Esas mismas palabras que le habían costado a aquel desconocido la posibilidad de trabajar donde hubiera deseado.

Entró en casa y guardó aquella carta como sentencia in voce y decidió convertirse en otra correctora de todos aquellos usos de moda que podían desde su cómica existencia llegar a dañar de aquella forma.
P.D.

Son modas en el lenguaje, en cada época encontramos esas frases o palabras que se repiten por donde vamos y me pregunto ¿Dónde surgen? ¿Quién las dice la primera vez?

¿Son los medios de comunicación? ¿Personajes famosos que las usan dónde no hay fondo? ¿Se trata de buscar algo original? ¿Es algo divertido? ¿Es contagioso?

Puede que se trate de la riqueza lingüística, de crear, evolucionar y hasta desaparecer una vez llegado al agotamiento de su uso.
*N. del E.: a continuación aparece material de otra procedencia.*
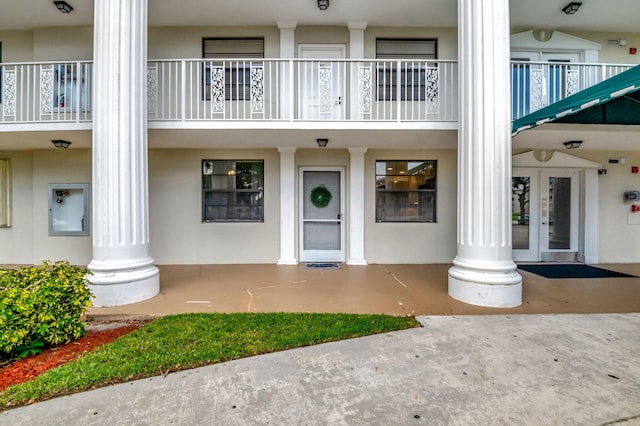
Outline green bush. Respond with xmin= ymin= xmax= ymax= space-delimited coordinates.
xmin=0 ymin=261 xmax=92 ymax=357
Puede que sean tendencias que cual plaga incontrolada daña el lenguaje y a los oídos más sensibles.

Si quisiéramos extender una buena idea, una inmejorable intención, una solidaria labor, una magnífica noticia, una increíble acción entre tantas personas como usan estos latiguillos ¿seríamos capaces con el mismo mínimo esfuerzo llegar tan lejos?